Либорио проглотил свой мерзкий язык; бакалавр Сило Мело, мышиная морда со встревоженным видом, не поняв даже половины того, что произошло на заседании, тянет своего клиента к выходу. Присутствующие уходят, нотариус берёт под мышку большую чёрную книгу, где записано решение суда. Наконец, оставшись наедине с народным защитником, уже берущим костыли, старый его друг судья, снимая судейскую мантию, шёпотом спрашивает то, что его особенно интересует, всё остальное яснее ясного:
— Так скажите мне, Лулу, кто же научил эту негритянку подписываться?
Лулу Сантос медлит с ответом, судья подозрительно смотрит на него.

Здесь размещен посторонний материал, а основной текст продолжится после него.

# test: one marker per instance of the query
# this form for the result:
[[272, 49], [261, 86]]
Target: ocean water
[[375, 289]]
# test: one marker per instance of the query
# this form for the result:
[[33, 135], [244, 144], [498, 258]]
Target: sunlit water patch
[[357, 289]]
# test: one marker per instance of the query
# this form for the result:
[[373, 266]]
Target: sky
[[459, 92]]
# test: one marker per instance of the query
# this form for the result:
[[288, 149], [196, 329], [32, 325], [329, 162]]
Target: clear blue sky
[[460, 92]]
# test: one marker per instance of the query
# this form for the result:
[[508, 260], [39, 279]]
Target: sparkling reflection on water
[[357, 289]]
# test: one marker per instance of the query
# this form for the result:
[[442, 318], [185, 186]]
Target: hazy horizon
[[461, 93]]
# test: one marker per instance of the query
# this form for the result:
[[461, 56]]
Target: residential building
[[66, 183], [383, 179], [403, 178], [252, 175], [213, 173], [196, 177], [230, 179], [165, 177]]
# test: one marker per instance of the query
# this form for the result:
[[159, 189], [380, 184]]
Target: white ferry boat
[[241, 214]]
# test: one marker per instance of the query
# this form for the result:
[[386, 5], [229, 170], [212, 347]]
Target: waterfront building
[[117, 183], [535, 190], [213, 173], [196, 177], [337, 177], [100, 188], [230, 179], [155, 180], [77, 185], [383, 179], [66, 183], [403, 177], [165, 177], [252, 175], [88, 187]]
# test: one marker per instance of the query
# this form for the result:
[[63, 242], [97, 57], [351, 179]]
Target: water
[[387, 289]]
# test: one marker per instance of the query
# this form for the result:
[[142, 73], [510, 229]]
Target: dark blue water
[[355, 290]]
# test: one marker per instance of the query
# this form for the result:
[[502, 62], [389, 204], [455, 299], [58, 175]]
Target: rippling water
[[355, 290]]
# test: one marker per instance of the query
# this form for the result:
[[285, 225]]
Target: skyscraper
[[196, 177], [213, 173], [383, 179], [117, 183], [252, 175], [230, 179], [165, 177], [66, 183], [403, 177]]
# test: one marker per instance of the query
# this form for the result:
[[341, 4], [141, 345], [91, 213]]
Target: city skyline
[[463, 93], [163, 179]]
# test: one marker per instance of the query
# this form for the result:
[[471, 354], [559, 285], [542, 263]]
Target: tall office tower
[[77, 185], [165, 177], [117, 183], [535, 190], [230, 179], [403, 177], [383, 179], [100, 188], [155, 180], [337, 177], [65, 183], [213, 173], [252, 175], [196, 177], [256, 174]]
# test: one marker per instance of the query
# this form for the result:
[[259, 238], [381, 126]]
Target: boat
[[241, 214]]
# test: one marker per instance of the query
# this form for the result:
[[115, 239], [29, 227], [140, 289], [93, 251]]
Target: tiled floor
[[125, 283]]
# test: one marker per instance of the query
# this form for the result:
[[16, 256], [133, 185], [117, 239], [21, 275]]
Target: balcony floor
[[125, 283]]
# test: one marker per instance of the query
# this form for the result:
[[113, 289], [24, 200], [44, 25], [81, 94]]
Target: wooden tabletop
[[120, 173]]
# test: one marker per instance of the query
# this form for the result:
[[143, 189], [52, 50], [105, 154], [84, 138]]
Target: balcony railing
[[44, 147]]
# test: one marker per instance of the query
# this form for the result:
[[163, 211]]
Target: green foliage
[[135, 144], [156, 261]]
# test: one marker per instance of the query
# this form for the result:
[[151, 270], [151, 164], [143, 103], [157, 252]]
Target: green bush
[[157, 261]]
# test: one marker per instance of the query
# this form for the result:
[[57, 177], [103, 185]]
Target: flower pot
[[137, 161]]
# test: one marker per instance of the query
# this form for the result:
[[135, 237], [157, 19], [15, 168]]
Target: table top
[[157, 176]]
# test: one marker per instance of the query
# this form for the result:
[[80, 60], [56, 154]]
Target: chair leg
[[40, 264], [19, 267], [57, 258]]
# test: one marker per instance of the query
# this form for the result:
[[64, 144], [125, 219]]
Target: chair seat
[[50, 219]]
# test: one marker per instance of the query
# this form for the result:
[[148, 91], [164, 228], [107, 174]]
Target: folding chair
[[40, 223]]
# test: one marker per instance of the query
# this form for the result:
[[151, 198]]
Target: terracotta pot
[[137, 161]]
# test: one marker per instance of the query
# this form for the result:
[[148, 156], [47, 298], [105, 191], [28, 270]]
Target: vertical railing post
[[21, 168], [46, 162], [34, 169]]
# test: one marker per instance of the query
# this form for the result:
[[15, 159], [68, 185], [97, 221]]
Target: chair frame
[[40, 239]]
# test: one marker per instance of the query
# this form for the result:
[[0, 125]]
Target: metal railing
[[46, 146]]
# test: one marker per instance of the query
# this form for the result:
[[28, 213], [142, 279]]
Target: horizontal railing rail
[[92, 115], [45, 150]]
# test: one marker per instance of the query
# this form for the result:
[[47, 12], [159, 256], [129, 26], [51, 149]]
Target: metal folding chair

— Кто? Дона Кармелита Мендоса, она же здесь сказала совсем недавно, дав клятву говорить правду и только правду. Женщина честная и уважаемая во всём Сержипе, учительница наша общая и ваша тоже, это неопровержимая правда.
— А кто её опровергает? Если бы я хотел это сделать, сделал бы на процессе. Моя учительница, верно. И ваша тоже, вы были её любимым учеником, так как были умным и…
— Калекой… — засмеялся Лулу.
— Ну, так. Послушайте, Лулу, теперь заседание суда закончилось и приговор вынесен. А ведь дона Кармелита никогда не видала этой негритянки, во всяком случае, до того, как она вошла в зал суда. Понимаю, что вы рассказали ей всю правду и убедили её прийти в суд, и она хорошо сделала, что пришла. Этот Либорио — омерзительный тип и заслуживает преподанного ему урока, хотя и не верю, что он пойдёт на пользу: горбатого только могила исправит. Но, сеу Лулу, кто же всё-таки тот гений, который сумел научить эти руки — вы обратили внимание на руки вашей подопечной, Лулу? — так чисто, без помарок писать буквы?
Народный защитник, улыбаясь, взглянул снова на судью, уже без тени подозрения и с полным доверием.
— Если я скажу вам, что это была волшебница, то не погрешу против правды. Не будь вы столь уважаемым судьёй, я бы пригласил вас в ближайшую пятницу в кабаре «Весёлый Париж» и там бы представил вам девушку.
— Девушку? Женщину-даму?
— Её зовут Тереза Батиста, необыкновенная красавица, мой дорогой, И дерётся она ещё лучше, чем пишет.